We’ve been testing out the climate-change idea for a few months. If you ask an LLM to simply make a climate adaptation plan for a given location or building, it will draw a lot of random conclusions because of the biases in its data set.

For example, a tornado is very newsworthy in New Jersey because serious tornadoes are rare there—so when a tornado happens, there are a lot of news stories. LLMs spidered the web and indexed that news. Now, when you ask an LLM to help make a plan to prepare for climate change in New Jersey, it will tell you that tornadoes are one of your biggest problems and you should prepare for them. But…they probably aren’t.

However, if you feed an LLM hard data about precipitation and heat risk, and tell it to work with that data, writing code if necessary, it will do a much better job and write a better report.

Why does any of this matter? Because adaptive, code-driven systems like this represent immense possibilities and everyone knows that.

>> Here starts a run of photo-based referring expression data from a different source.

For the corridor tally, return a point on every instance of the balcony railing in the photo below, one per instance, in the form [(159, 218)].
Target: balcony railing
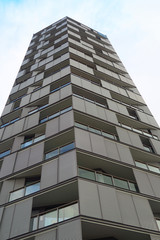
[(54, 216), (32, 141), (97, 131), (3, 154), (60, 150), (56, 114), (24, 191), (147, 167), (107, 179)]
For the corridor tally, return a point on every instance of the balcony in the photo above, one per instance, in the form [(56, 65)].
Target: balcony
[(107, 179), (27, 190), (60, 150), (53, 216), (32, 141), (5, 153)]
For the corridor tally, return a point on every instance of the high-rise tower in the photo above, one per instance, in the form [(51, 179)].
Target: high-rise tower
[(79, 150)]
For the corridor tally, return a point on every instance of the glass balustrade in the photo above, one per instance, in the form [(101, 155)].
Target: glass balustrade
[(24, 191), (54, 216), (107, 179)]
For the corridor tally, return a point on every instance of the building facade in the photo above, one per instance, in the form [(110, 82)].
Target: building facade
[(79, 150)]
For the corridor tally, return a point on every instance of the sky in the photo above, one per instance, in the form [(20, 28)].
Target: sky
[(133, 27)]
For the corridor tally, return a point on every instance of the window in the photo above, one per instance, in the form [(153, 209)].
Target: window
[(61, 150), (107, 179), (146, 144), (86, 174), (31, 139), (26, 190), (132, 113), (158, 223), (54, 216), (5, 153), (121, 183)]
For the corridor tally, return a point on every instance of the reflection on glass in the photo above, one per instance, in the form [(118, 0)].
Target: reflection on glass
[(104, 178), (34, 223), (154, 169), (81, 126), (32, 188), (3, 154), (158, 223), (16, 194), (121, 183), (50, 218), (95, 130), (86, 174), (68, 212), (26, 144), (66, 148), (52, 154), (133, 187), (141, 165)]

A huge driver for everything with AI is figuring out how to make it automate physical production of goods. The problem is that an LLM alone can’t really figure out how to control a robot to manufacture a PC.

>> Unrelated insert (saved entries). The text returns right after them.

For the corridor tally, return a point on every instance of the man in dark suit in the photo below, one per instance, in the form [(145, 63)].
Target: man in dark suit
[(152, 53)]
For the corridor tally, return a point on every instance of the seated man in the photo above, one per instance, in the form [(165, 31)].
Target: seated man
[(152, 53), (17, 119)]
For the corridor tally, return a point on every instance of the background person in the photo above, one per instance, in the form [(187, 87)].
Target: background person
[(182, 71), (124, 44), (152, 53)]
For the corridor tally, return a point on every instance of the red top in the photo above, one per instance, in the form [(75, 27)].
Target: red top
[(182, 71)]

But an LLM that has watched a million hours of factory-operations footage and then writes code to control a robot arm based on a prompt, steadily making higher-quality goods with less and less human intervention? That is the dream of the entire industrial part of the economy, and it represents tens of trillions of dollars in opportunity.

Now I’m way ahead of my skis, but my instinct is that faster, reactive systems that can write code to continually improve processes are the absolute endgame for this technology (more than AGI). Over time, the cultural stress we’re experiencing over generative AI will be subsumed by the conversation around AI-based automation. And a huge number of signals point to China being far ahead of the U.S. on this front, and ready to go very fast.

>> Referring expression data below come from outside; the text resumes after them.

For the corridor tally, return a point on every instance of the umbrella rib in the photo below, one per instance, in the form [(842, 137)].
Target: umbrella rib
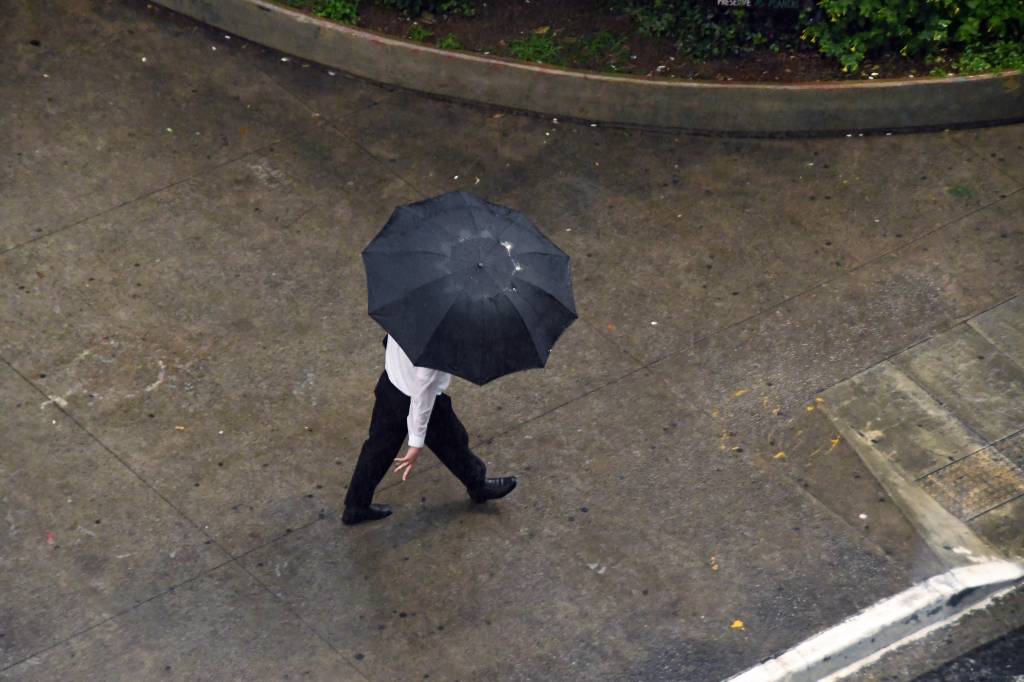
[(416, 289), (440, 321), (534, 308)]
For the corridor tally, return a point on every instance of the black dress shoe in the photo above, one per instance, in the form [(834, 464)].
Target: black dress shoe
[(493, 488), (355, 515)]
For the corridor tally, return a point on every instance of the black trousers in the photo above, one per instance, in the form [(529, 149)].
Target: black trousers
[(446, 437)]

And meanwhile? “Hallucinations” are getting worse, even as the models get smarter. The demand for really robust, reliable loops between LLM and “classic” code is going to be very high. So “specification repair” (or whatever it ends up being called) feels like the future to me—and as a pattern, it finds a balance between what LLMs can do extremely well (transform text into less text) and what computers can do (reliable math and historical data access, at incredible speeds).

I know this is an interesting, confusing moment, but AI is just more software. The truly interesting stuff is going to happen when computers stop trying to be human, and get back to being computers.